さて、今回のお話のテーマは「世界」です。
ひとくちに「世界」と言っても定義は様々。突然ですが、皆さまは「世界」と聞くと何を思い浮かべますか?
アメリカや韓国、台湾やニュージーランドといった外国でしょうか?
それとも、未開の新世界?
ひとくちに「世界」と言っても捉え方は様々。広辞苑によれば、「世界」とは万国や人の住むところを指したり、同類のものの集まりや特定の範囲を指すこともあるようです(出典:広辞苑 第七版)。つまり、私達が暮らしている日本という国だって立派な世界の一部ですし、皆さまの普段の生活空間や、インターネットやSNSといった擬似的な空間も、一種の「世界」と呼んで差し支えないと思います。
このように「世界」の定義とは多種多様。自分が身を置く生活圏以外にも、私達の知らない世界がまだまだ広がっていると想像すると心が躍ります。
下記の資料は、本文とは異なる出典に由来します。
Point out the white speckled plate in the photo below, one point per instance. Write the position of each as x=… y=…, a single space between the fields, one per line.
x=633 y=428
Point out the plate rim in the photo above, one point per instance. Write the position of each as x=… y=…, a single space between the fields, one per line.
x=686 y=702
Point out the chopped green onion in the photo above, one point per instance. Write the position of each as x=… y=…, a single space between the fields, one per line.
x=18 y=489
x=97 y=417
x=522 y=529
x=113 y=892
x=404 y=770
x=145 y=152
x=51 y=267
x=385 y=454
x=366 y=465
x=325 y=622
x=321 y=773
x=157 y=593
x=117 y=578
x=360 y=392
アニメや漫画と並び、我が国を代表する文化資源のひとつである「特撮」においても、様々な世界を舞台とした魅力的なスーパーヒーロー達の活躍が描かれました。その中には、現実の世界だけでなく、コンピュータの中にある世界や異次元の世界へ旅立ったりと、様々な世界を舞台に戦い続けてきた者達もいました。
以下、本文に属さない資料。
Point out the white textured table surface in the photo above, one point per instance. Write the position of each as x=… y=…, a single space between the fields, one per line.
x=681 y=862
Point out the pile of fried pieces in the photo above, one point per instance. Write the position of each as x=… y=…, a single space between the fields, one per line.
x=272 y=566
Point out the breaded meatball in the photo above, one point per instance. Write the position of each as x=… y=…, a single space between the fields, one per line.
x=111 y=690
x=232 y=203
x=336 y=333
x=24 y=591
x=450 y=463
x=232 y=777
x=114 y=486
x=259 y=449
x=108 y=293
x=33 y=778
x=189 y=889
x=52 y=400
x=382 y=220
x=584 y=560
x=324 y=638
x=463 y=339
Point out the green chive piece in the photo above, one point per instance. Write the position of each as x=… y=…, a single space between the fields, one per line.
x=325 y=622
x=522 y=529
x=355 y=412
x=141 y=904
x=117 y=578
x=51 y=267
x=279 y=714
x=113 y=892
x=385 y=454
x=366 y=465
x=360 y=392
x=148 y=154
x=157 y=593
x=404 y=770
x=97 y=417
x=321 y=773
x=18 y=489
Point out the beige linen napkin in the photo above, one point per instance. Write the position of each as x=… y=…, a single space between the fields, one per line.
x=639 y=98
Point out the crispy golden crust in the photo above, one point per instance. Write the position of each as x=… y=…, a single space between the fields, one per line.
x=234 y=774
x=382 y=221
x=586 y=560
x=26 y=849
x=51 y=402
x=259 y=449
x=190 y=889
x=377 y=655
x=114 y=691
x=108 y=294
そこで今回は、たくさんの「世界」を股に掛けて戦った2人の特撮ヒーローをご紹介します。
※本記事は「私、アニメや特撮にくわしくないわ」という方にもご覧頂けますよう、可能な限り概要的にお話をしておりますので、ゆっくり肩の力を抜いて、気軽にお楽しみ頂けたらと思います。
【アクセスフラッシュ!】戦いの場所はコンピュータの中だ?!2つの世界で舞い踊る夢のヒーロー・グリッドマンとは?
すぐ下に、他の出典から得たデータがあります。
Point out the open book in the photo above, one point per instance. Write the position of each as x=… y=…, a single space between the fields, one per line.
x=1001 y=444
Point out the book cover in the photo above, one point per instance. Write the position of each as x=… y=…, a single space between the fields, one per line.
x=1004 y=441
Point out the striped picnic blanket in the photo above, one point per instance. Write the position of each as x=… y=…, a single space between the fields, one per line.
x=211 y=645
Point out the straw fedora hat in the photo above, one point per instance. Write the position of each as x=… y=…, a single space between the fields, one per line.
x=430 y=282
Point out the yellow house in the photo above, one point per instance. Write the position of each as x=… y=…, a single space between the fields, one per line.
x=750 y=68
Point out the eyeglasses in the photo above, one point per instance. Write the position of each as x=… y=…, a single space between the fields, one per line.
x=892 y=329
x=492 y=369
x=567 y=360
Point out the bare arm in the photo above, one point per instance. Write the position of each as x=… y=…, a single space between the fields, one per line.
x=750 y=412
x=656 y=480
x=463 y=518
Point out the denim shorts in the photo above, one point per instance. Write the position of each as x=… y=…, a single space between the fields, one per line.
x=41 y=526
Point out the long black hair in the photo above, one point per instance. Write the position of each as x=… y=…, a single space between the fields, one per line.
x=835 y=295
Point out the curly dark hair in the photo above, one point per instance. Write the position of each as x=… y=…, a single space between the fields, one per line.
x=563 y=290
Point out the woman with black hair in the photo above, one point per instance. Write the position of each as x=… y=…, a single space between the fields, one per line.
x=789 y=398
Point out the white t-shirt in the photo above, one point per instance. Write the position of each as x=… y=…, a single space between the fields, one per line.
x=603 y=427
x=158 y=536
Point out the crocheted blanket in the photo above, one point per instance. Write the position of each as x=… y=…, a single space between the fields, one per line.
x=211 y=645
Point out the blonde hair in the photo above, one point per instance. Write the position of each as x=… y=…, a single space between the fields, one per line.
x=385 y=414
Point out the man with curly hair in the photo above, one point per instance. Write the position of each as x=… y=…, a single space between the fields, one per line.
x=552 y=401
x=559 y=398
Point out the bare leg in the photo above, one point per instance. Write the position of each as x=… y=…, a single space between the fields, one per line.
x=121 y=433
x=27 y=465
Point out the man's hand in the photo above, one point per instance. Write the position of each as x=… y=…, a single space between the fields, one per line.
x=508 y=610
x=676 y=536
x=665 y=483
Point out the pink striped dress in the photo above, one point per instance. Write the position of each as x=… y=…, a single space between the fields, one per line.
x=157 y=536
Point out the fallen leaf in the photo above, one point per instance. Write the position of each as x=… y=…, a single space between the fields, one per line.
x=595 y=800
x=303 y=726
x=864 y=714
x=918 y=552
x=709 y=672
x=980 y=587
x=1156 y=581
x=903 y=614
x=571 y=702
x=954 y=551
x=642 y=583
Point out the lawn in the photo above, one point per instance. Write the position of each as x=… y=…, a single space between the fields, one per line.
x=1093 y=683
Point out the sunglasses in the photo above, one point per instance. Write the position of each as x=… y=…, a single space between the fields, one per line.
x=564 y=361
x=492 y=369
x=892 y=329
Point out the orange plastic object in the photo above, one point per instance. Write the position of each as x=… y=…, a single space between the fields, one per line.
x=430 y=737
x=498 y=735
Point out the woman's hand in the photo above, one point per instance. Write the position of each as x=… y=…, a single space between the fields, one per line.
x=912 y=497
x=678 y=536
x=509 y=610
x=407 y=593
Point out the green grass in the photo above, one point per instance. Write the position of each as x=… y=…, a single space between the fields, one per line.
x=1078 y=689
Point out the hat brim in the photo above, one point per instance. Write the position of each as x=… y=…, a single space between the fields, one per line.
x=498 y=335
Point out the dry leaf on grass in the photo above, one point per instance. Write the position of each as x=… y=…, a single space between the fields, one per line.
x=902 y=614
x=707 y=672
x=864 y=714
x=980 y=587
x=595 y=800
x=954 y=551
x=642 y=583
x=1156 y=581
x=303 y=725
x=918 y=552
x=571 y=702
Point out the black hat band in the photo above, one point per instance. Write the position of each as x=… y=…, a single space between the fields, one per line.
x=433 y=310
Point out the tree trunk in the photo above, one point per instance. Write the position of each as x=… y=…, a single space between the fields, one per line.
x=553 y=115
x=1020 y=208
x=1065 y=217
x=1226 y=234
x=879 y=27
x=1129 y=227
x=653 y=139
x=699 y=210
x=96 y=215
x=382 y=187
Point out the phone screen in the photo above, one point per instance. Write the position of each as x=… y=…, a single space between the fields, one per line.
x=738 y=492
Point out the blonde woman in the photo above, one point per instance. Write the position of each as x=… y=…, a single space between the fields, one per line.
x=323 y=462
さて、当記事にて取り上げるのは世界を超える特撮ヒーロー。そこで、まずご紹介するのは円谷プロ制作の特撮ヒーロー番組『電光超人グリッドマン(1993)』です。
「あれ?ウルトラマンじゃないの?」・・・確かに、よく似ていますがグリッドマンはウルトラマンではございません。制作している会社は『ウルトラマン(1966)』シリーズと同じ株式会社円谷プロダクションですが、全く別の特撮ヒーロー番組です。そんな『電光超人グリッドマン(1993)』、どんなお話かと言いますと・・・。
ある日、桜ヶ丘中学に通う中学2年生で、自己中心的な性格の藤堂武史のコンピュータを魔王カーンデジファーが占拠する。カーンデジファーの目的は現実世界の支配にあり、武史を言葉巧みに操ってコンピュータの機能を破壊する怪獣達を次々に創作させ、企業や学校、公共・商業施設といった私達の生活に関わる様々なコンピュータの中に存在する世界「コンピュータワールド」に怪獣を送り込む。この「コンピュータワールド」が破壊されると、現実世界の生活インフラが崩壊し、社会混乱が生じてしまうのだ。そんなカーンデジファーの野望を止めるため、異世界・ハイパーワールドからやってきた正義のハイパーエージェント・グリッドマンが同じく中学生・翔直人達のもとに現れ、「自分と合体してコンピュータワールドで戦って欲しい」と呼びかける。直人は「アクセスフラッシュ!」のかけ声と共にグリッドマンと一体化し、武史が送り込む怪獣達と戦っていく。直人の友人達も新たなグリッドマンの武器をパソコン上で開発しながら、彼の戦いをサポートし次々と怪獣を撃破することに成功。度重なる失敗で武史に見切りをつけたカーンデジファーは、グリッドマンに最後の戦いを挑む。決死の戦いの末、直人や武史達の協力でカーンデジファーを撃破したグリッドマンは、直人達に別れを告げ、ハイパーワールドへ帰還するのだった。
『電光超人グリッドマン(1993)』の大きな特徴として、毎週新しい怪獣が登場してヒーローと戦うという点はウルトラマンと同じですが、戦いの場所がコンピュータの中であるという点が挙げられます。コンピュータの中にある世界「コンピュータワールド」を破壊して、コンピュータの機能を破壊し、現実世界に悪影響を及ぼす怪獣達を相手にグリッドマンが戦うというのが物語のフォーマットでした。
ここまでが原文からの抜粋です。